What cannot be cached: thinking blocks directly, sub-content blocks, empty text blocks.

TypeScript Example

import Anthropic from "@anthropic-ai/sdk";

const client = new Anthropic();

const response = await client.messages.create({
  model: "claude-sonnet-4-6",
  max_tokens: 1024,
  cache_control: { type: "ephemeral" },
  system: "Your large system prompt...",
  messages: [{ role: "user", content: "Question?" }]
});

console.log(`Cache created: ${response.usage.cache_creation_input_tokens}`);
console.log(`Cache read: ${response.usage.cache_read_input_tokens}`);

Monitor Cache Hit Rates

Always check the usage fields to verify caching is working:

response = client.messages.create(...)

usage = response.usage
print(f"Input tokens: {usage.input_tokens}")
print(f"Cache write: {usage.cache_creation_input_tokens}")
print(f"Cache read: {usage.cache_read_input_tokens}")

if usage.cache_read_input_tokens > 0:
    total_input = usage.input_tokens + usage.cache_read_input_tokens
    hit_rate = usage.cache_read_input_tokens / total_input * 100
    print(f"Cache hit rate: {hit_rate:.1f}%")

Cache Invalidation Rules

Understanding what invalidates the cache prevents unexpected cache misses:

  1. Tool definitions change: Invalidates ALL cached content.
  2. Thinking parameters change: Invalidates cached messages (but not system prompts or tools).
  3. Content before breakpoint changes: Any change in content before the cache breakpoint invalidates the cache.
  4. Cache expires: 5 minutes (default) or 1 hour.

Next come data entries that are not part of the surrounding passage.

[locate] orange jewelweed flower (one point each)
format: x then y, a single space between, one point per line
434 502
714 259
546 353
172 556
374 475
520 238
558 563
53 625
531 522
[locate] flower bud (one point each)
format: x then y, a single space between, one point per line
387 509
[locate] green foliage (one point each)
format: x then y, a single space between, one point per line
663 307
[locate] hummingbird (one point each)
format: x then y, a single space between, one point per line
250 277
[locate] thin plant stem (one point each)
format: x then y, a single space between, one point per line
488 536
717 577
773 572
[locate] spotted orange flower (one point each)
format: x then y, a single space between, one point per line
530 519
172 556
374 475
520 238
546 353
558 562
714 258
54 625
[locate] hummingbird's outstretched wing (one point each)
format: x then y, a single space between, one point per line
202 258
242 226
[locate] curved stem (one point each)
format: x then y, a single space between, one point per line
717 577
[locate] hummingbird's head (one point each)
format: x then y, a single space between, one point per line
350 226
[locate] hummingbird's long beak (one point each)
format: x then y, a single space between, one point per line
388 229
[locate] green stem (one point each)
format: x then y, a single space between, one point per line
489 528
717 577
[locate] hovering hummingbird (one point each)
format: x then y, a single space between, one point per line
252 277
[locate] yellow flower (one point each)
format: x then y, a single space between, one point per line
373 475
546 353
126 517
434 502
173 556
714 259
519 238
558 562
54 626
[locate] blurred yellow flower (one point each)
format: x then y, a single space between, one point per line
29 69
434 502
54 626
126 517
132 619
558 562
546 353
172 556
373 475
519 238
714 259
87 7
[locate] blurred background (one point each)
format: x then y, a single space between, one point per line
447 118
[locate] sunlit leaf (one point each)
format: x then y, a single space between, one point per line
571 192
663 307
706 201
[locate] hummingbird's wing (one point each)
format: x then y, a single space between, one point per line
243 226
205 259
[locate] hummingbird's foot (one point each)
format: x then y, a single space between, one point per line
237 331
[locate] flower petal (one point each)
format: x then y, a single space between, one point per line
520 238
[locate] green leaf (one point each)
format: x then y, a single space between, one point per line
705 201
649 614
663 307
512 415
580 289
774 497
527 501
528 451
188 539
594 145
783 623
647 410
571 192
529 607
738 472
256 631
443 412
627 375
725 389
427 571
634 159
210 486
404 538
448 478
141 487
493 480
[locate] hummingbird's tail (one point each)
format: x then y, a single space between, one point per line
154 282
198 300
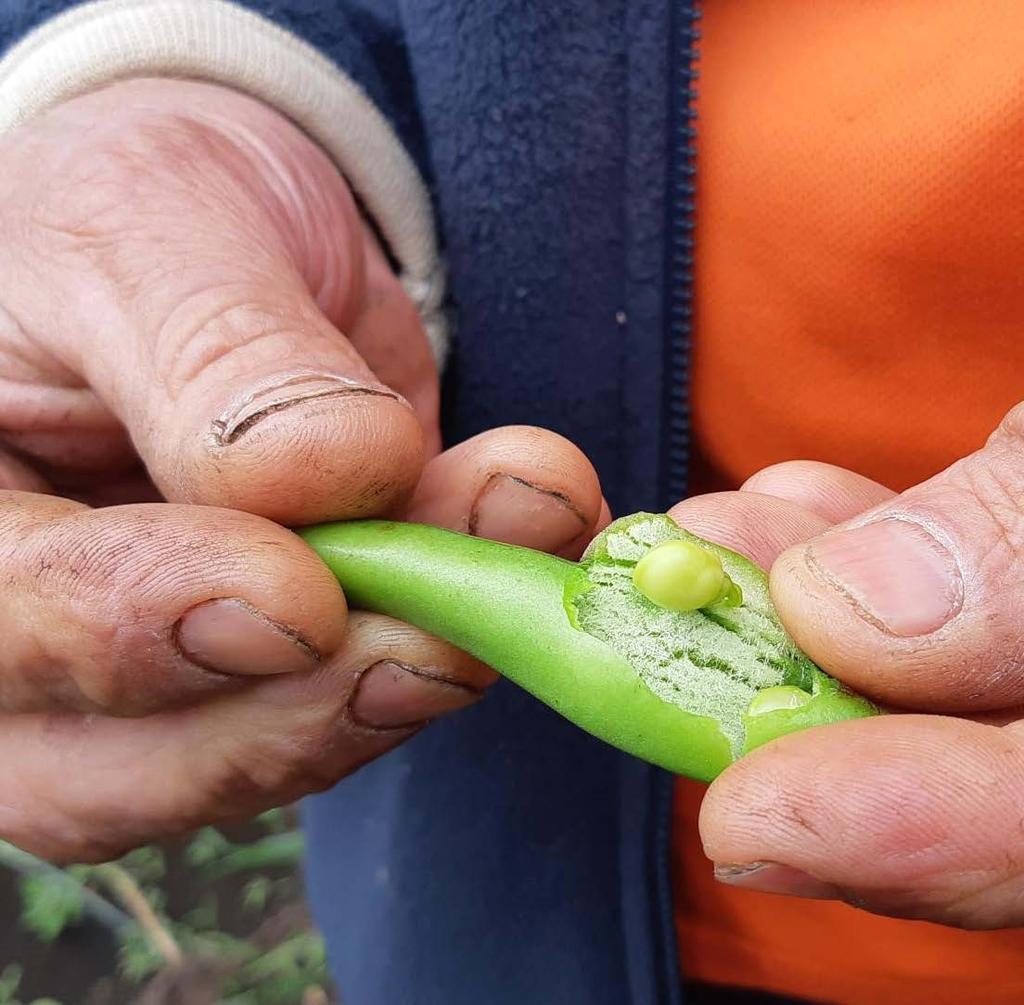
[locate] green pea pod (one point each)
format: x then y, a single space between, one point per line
690 691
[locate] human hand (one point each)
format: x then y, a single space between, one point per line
177 266
913 599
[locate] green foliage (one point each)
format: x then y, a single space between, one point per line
255 973
283 973
256 893
50 902
206 846
137 957
10 980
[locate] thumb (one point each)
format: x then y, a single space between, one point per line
918 601
203 299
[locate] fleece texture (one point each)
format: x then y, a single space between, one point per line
502 855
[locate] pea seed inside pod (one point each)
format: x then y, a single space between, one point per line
682 576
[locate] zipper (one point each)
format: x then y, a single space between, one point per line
682 169
680 254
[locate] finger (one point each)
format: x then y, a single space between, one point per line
834 493
915 817
520 485
916 602
757 526
18 476
207 262
130 609
69 780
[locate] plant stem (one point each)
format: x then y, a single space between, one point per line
123 885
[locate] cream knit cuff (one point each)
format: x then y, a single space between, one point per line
217 41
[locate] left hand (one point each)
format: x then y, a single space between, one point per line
915 600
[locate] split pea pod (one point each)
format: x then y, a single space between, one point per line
657 641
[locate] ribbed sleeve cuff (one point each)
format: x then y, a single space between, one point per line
216 41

The TTL refreshes on each cache read.

Prevention

  1. Start with automatic caching: It handles breakpoint placement for you. Switch to explicit breakpoints only when you need fine-grained control.
  2. Cache stable content first: System prompts and tool definitions are ideal candidates because they rarely change.
  3. Monitor every response: Check cache_creation_input_tokens and cache_read_input_tokens to verify caching is active.
  4. Keep tools stable: Define tools once and reuse the same definitions across all requests.